The Club for Growth, an outside group with a long history of supporting economically conservative candidates in primaries against more moderate candidates, released its assessment of the 2013 voting records of members of Congress yesterday. Senators Ted Cruz and Mike Lee top the upper chamber’s ranking, with 100 percent ratings, but other stop scorers may be more surprising: Texas senior senator John Cornyn got a 93 percent, tying him for eighth in the chamber of 100 — and he’s being challenged (and labeled “liberal John Cornyn”) by Republican congressman Steve Stockman, who placed 39th out of his chamber of 435, and got a rating of just 87 percent. (The scores are not precisely comparable since the House and Senate take different votes.)

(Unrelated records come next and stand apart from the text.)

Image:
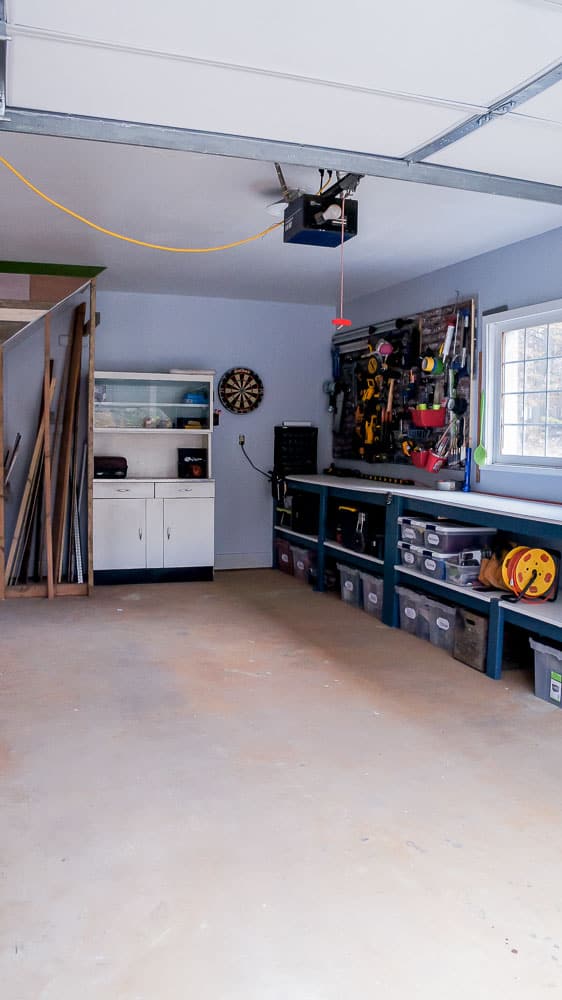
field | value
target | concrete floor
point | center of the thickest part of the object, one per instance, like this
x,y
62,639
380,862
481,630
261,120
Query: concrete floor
x,y
247,791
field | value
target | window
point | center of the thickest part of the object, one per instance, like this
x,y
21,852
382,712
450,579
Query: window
x,y
524,386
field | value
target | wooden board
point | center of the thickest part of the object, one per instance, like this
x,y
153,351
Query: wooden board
x,y
60,511
48,525
90,466
2,491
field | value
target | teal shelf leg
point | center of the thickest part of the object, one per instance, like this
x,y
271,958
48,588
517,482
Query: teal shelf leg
x,y
391,534
322,526
494,650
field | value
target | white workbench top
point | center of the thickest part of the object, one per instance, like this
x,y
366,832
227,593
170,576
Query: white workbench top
x,y
532,510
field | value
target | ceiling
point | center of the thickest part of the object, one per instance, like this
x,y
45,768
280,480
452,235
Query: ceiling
x,y
387,78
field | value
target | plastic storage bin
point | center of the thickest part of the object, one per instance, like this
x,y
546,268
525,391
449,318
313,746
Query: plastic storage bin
x,y
304,560
442,620
412,530
434,564
462,576
548,673
411,605
471,637
409,555
372,594
284,556
455,538
351,588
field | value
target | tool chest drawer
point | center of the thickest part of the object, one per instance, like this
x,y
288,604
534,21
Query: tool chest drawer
x,y
125,489
185,488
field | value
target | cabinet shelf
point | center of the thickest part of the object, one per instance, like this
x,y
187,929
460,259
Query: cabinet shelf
x,y
147,405
351,552
153,430
478,595
313,539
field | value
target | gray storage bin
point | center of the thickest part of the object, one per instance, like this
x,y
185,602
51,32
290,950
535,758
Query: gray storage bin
x,y
372,594
409,555
409,603
434,564
454,538
471,637
548,673
304,560
351,586
411,530
442,619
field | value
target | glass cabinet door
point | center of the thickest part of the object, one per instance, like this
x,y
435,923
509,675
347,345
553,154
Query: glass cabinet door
x,y
151,404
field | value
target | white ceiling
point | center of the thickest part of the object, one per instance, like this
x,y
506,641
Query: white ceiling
x,y
376,77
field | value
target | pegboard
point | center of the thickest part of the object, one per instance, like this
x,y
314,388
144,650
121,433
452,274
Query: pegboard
x,y
392,380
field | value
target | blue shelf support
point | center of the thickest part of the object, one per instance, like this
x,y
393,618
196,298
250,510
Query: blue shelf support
x,y
494,651
322,522
394,506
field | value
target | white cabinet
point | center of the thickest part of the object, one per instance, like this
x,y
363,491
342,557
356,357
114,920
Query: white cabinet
x,y
148,531
119,534
188,532
154,521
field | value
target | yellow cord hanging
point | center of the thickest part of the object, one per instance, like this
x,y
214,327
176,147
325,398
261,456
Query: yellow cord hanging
x,y
129,239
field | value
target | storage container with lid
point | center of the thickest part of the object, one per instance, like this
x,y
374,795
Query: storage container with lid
x,y
372,594
304,560
284,555
454,537
351,587
462,576
434,564
410,608
442,620
412,530
548,673
409,555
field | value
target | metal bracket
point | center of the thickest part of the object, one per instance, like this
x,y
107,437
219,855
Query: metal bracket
x,y
504,106
4,39
274,151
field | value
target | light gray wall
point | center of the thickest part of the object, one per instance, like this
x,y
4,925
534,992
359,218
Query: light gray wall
x,y
521,274
289,347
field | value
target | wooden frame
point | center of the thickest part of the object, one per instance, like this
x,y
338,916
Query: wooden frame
x,y
45,452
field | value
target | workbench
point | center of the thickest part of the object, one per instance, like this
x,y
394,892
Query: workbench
x,y
527,520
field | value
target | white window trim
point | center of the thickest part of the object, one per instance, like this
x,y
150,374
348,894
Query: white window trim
x,y
494,324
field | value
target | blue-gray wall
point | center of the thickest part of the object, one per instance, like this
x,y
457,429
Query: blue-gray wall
x,y
521,274
288,345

Mike Enzi, the Wyoming senator whom former State Department official Liz Cheney challenged earlier this year (before she dropped out of the race) is also a top performer: He got a 94 percent, tying him for 4th in the Senate.
Senate minority leader Mitch McConnell, who’s facing a primary challenge from a Kentucky businessman, does fairly well: He’s the 14th best senator by the Club’s rankings, with an 87 percent this year.
Not all the GOP senators facing primary challenges have flattering scores: Six-term Mississippi senator Thad Cochran has a 56 percent, earning him 43rd place (his lifetime rating is a bit better), and South Carolina senator Lindsay Graham comes in 39th, with a 65 percent (his lifetime rating is also better).
Gary Peters, interestingly, the Democratic Michigan congressman running for the state’s empty Senate seat, is tied for the worst voting record in the whole House, at just 3 percent, as is Bruce Braley, who’s running for Senate in Iowa.
The Club’s scoring methodology is here — it tends to differ from Heritage Action, another conservative group that tries to hold incumbents to account, in that it emphasizes key policy-related votes over procedural and tactical issues (Heritage Action’s scores are thus a bit tougher and lower).